ともに、その中に連れの里好をも見失ってしまったお蔦は、誰とも話さず、どの袋とも語らず、黙々として立ち、歩き、座し、寝て、日を送っていた。
 誰が誰やらわからぬこの井戸の底の世界は、世を隠れる者、身を秘《ひ》める人にとりては、まことに何より安息所、休息所といわなければならない。それかあらぬか、新たにはいって来る者はあっても、出て行くものはとんとないようである。地の底とは思われない広い部屋に、大勢の黒い塊《かたまり》が累々《るいるい》と、また蠢々《しゅんしゅん》と、動きまわり、かたまり合っているところ、実に浮世離れのしたながめであった。
 何者の力、何者の仕事であろう。
 こうして、人を集め、寝食を与えて、幾日でも、幾月でも、泊め置くとは?
 何のため? 因縁《いわれ》のある人を隠まうため。もとよりそれに相違はなかろうが、ただそれだけか。それにしては物好き過ぎる。酔興過ぎる。といわなければならない。

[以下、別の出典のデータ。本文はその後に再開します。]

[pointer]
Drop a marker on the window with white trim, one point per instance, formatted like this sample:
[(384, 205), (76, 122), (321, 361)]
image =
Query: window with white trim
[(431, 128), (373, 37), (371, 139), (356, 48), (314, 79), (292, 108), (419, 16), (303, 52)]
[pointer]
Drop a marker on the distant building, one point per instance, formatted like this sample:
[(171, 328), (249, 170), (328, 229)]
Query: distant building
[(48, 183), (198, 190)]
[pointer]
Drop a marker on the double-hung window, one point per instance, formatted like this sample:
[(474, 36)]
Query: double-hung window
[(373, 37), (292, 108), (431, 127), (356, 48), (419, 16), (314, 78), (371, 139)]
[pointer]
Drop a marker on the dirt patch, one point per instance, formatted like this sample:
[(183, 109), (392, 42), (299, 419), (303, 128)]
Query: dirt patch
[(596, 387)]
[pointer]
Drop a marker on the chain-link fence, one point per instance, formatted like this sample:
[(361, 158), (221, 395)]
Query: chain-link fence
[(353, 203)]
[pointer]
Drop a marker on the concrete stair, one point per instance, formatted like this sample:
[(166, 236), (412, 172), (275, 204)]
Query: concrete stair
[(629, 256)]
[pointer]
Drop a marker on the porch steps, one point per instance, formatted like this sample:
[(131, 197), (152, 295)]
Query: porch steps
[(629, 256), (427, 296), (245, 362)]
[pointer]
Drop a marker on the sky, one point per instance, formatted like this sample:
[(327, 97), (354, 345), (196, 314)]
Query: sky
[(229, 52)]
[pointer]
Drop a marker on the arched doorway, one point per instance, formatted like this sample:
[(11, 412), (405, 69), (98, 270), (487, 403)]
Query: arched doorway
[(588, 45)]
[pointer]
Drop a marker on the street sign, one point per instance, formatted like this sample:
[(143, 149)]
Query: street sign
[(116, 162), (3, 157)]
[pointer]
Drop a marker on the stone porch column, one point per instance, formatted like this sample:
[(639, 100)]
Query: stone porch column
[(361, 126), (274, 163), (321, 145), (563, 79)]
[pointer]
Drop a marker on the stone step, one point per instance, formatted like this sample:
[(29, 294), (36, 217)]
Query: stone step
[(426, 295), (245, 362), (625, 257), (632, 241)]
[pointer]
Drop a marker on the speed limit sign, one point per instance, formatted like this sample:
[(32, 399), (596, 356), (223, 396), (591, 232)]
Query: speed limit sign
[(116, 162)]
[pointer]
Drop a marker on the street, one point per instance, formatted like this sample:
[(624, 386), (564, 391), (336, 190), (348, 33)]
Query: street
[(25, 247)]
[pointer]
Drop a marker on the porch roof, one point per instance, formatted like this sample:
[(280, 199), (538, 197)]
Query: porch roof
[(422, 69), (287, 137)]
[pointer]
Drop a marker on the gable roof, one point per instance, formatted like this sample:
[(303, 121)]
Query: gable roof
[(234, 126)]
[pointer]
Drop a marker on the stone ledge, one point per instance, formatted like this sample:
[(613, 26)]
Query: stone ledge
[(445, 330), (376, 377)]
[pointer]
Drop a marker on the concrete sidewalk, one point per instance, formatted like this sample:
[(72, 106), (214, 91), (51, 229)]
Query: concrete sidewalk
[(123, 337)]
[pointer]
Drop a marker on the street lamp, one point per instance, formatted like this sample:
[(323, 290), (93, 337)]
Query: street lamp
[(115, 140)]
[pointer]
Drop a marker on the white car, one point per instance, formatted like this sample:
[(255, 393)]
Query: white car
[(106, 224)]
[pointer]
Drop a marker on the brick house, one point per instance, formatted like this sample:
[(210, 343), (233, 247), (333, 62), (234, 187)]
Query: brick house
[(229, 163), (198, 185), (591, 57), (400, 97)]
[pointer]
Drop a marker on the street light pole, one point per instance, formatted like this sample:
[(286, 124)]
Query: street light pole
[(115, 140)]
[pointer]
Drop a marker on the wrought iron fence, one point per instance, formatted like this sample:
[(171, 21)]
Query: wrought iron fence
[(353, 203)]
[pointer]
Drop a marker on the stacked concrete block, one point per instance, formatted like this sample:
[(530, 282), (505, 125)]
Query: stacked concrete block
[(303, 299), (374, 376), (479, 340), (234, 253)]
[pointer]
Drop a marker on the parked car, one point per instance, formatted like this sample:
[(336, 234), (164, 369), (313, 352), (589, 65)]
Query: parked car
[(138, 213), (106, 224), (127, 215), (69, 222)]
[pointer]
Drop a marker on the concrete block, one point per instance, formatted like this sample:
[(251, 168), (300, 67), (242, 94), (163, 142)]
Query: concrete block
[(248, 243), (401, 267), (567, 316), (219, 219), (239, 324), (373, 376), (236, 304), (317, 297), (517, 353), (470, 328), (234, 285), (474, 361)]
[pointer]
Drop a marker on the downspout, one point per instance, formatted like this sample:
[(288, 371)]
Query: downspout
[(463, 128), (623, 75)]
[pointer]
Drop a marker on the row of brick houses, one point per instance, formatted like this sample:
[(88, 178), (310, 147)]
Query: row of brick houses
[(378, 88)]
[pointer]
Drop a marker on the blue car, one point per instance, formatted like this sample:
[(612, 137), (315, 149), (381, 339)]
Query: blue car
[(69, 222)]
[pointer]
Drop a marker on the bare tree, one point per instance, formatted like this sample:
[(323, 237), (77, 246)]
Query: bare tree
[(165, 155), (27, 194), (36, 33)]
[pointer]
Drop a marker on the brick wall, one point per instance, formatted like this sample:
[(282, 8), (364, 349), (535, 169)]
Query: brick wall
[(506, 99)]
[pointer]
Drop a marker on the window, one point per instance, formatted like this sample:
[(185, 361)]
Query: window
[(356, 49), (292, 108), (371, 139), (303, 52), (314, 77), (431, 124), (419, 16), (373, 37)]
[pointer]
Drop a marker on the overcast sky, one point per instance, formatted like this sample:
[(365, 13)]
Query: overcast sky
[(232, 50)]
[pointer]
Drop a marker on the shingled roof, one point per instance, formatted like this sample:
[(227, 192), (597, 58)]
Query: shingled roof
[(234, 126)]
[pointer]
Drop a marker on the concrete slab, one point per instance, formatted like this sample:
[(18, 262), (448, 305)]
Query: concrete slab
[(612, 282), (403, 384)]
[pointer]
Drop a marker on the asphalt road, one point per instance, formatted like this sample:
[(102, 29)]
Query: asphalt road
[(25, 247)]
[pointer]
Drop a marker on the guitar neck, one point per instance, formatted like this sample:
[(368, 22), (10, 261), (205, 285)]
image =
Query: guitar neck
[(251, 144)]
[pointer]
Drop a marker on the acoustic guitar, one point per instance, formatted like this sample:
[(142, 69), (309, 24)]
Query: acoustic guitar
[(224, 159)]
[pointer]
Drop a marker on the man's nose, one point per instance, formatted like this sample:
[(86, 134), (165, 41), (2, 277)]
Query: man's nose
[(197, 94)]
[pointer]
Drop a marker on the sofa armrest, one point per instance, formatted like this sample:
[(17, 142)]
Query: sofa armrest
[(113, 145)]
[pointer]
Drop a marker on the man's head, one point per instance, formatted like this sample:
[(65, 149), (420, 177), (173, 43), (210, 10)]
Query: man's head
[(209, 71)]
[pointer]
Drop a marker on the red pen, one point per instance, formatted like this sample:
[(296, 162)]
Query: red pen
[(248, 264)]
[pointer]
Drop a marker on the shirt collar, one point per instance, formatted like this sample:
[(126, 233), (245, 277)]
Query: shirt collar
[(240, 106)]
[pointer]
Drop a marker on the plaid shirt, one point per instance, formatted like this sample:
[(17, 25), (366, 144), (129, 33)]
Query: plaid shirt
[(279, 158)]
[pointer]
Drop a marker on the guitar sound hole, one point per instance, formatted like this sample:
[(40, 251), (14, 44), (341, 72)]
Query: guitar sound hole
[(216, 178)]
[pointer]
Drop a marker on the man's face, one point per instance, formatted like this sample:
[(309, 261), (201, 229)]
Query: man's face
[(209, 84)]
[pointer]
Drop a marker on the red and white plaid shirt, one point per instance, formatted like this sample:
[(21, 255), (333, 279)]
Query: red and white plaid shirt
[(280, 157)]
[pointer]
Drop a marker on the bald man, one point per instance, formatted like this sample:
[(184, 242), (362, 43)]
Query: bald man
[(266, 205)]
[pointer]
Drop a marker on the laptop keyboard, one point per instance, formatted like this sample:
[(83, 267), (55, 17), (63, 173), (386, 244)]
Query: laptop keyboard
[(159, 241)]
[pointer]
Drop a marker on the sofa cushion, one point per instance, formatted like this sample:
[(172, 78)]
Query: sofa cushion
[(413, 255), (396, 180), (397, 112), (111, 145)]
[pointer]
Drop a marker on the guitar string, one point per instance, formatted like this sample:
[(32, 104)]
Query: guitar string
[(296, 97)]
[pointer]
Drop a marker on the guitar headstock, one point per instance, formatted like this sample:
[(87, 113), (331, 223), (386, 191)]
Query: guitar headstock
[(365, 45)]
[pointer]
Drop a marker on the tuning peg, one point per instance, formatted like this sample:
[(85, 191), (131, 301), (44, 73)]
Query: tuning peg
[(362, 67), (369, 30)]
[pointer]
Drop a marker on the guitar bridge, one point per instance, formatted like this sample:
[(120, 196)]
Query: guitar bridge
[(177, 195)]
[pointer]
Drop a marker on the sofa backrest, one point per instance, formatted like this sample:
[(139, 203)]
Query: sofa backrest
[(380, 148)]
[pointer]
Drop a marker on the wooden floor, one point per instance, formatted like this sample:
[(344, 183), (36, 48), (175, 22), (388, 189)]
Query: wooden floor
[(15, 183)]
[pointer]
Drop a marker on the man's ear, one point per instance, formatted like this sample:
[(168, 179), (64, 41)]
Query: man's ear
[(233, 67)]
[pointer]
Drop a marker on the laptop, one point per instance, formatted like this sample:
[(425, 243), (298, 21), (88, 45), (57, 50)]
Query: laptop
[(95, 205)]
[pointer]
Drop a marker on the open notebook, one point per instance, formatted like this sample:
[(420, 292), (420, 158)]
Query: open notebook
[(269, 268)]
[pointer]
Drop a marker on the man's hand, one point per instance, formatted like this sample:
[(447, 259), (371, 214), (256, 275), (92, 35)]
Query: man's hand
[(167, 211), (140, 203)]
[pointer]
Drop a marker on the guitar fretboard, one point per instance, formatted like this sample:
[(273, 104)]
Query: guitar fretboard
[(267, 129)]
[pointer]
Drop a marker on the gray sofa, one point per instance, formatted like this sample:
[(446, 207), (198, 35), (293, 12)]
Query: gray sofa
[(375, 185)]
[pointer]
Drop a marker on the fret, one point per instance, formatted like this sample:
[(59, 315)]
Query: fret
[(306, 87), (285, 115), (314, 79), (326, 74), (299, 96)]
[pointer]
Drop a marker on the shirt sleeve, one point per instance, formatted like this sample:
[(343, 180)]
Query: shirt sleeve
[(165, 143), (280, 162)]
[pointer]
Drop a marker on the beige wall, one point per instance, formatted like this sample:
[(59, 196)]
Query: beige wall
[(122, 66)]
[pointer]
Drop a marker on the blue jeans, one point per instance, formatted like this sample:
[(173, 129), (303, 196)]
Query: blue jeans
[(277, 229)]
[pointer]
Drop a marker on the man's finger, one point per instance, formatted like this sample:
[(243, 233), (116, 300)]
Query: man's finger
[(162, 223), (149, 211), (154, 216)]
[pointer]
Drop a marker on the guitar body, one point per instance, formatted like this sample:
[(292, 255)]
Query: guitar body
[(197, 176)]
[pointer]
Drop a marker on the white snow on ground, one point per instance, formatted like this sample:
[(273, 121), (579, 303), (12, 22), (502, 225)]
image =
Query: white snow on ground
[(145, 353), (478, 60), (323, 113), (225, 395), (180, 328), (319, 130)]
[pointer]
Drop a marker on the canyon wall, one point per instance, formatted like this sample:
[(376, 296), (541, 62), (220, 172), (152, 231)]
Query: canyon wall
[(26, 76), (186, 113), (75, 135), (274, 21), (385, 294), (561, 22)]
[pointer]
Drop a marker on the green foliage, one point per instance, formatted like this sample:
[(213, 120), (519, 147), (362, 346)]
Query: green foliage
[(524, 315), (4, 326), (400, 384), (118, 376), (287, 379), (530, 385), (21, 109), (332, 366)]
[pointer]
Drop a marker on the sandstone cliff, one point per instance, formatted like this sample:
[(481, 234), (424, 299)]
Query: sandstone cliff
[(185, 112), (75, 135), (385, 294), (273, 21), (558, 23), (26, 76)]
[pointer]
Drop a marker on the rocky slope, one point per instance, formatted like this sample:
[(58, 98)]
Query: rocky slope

 一日おき、時としては二日おきぐらいに、この井戸の底で、不思議な巡視が行なわれるのだ。奥まった垂幕《たれまく》をはじいて、一同の黒い袋の代わりに、同じ作りの白い袋を着た、背の高い人物が現われるとうしろに二、三の黒い袋を従えて、それが広間中の黒い袋のあいだを縫って歩く。この巡視が始まると、今まで寝そべっていた者は起き、歩いている者は立ちどまって、尊敬をこめた態度で迎える。
 いっさい無言のうちに行なわれる。
 そして。
 その白い袋が、確かにでたらめと思われる態度で、そこらの黒い袋を二、三人ずつ指摘する。すると、指された者は、立って一行に従って、その奥の垂幕に消えて行くのだが、それらの人々が再びここへ帰って来るのかどうか。出るにも、はいるにも同じ黒い袋だから少しもわからない。
 しかしその白い袋と、奥の垂幕のかげに、何事かこの集会所の秘密を解くべき鍵《かぎ》が潜んでいるであろうことは、お蔦の早くも見てとったところだった。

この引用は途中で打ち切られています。